I began with one smooth, pliant arm.  As once you daily must have done with me,

as once you must have done at your own mother’s death, I carefully dipped one cloth,

and carefully wrung it, and carefully bathed the whole freckled length of your arm,

your docile hand, each finger light in its yielding.

And though you had no choice in acquiescing to my love, I did not

revel in my power, but slowly lifted, washed and patted dry each limb, in turn,

your crooked toes and in between the toes; your shoulders, breasts,

the secret folds between your legs, thin pubic hairs, and with a different cloth,

which would have been your way, your face.

I took my time.  I lingered in this unexpected absence of condition or demand.

And when at last with nothing more to do, I sat beside your bed and took

the hand I’d long since lost the need to hold, and laid my grown-up hand inside:

Oh, familiar shape my fingers knew by heart and had forgotten

that they’d ever known.  How long this total rightness had been gone.

And, as leisurely as once I must have done, when simple being was enough

to please you, I let my eyes, without distracion, wander every

tiny detail of your face, its astonishing calm.  I saw again your chin,

unguarded; saw your knuckles worn, arthritic; sang a tune that came

from who knows where: This is the hand that fed me,

Hand that held me, Hand that punished me, Hand that led me.

For hours, sunlight was the only thing that moved.  And soon

would be gone.  And your hand in mine, still warm!

I stood to kiss your forehead.  It was cold.  But I had been

in the presence of holiness.  World without end.  And was done.

                           Copyright  Ingrid Wendt,  “Prairie Schooner,”  Spring/Summer 2007


"Poem with Two Endings"

Say "death" and the whole room freezes - -

even the couches stop moving,

even the lamps.

Like  a squirrel suddenly aware it is being looked at.

Say the word continuously,

and things begin to go forward.

Your life takes on

the jerky texture of an old film strip.

Continue saying it, hold it moment after moment inside the mouth,

it becomes another syllable.

A shopping mall swirls around the corpse of a beetle.

Death is voracious, it swallows all the living.

Life is voracious, it swallows all the dead.

Neither is ever satisfied, neither is ever filled,

each swallows and swallows the world.

The grip of life is as strong as the grip of death.

(but the vanquished, the vanquished beloved, o where?)

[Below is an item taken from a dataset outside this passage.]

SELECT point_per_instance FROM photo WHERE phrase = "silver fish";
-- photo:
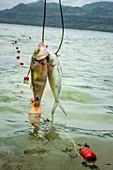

                              Copyright  Jane Hirshfield     




 From  "Your Questions"

I'll ask the next question for you

because you may not think to wonder,

"Is there anything you would have done differently?"

Yes, I'd bring his body home,

put his blue casket in my living room,

group all the flowers around him.

Imagine all the flowers.

Think of two more days

for me to look at my child,

discover the bruise

on his forehead that wasn't there

when we were playing.

I learned of his injury

weeks later

when the funeral director told me,

"He was so beautiful.

We did nothing but cover the blow."

For two more days

I could have spoken to my child face to face

before forced to speak

only to darkness or you.

There were not enough chances

to touch him,

put my cheek next to his.

I wouldn't have been afraid

of my child's body;

but I left him at the funeral home

in the corner room

on the second floor

and visited whenever I could

because I did not want to scare you.

Next time will be different.

I'll put my loved one in the house

like my mother's family used to do,

and we'll all gather around

like sitting by a fire.

At the cemetery, like a rabbi

I'll take the shovel

and heap the dirt back in the hole,

do the raking and sodding myself.

Let me tell you.

You would not know to ask ...

                                      Excerpt of  "Your Questions"  from "The Andrew Poems"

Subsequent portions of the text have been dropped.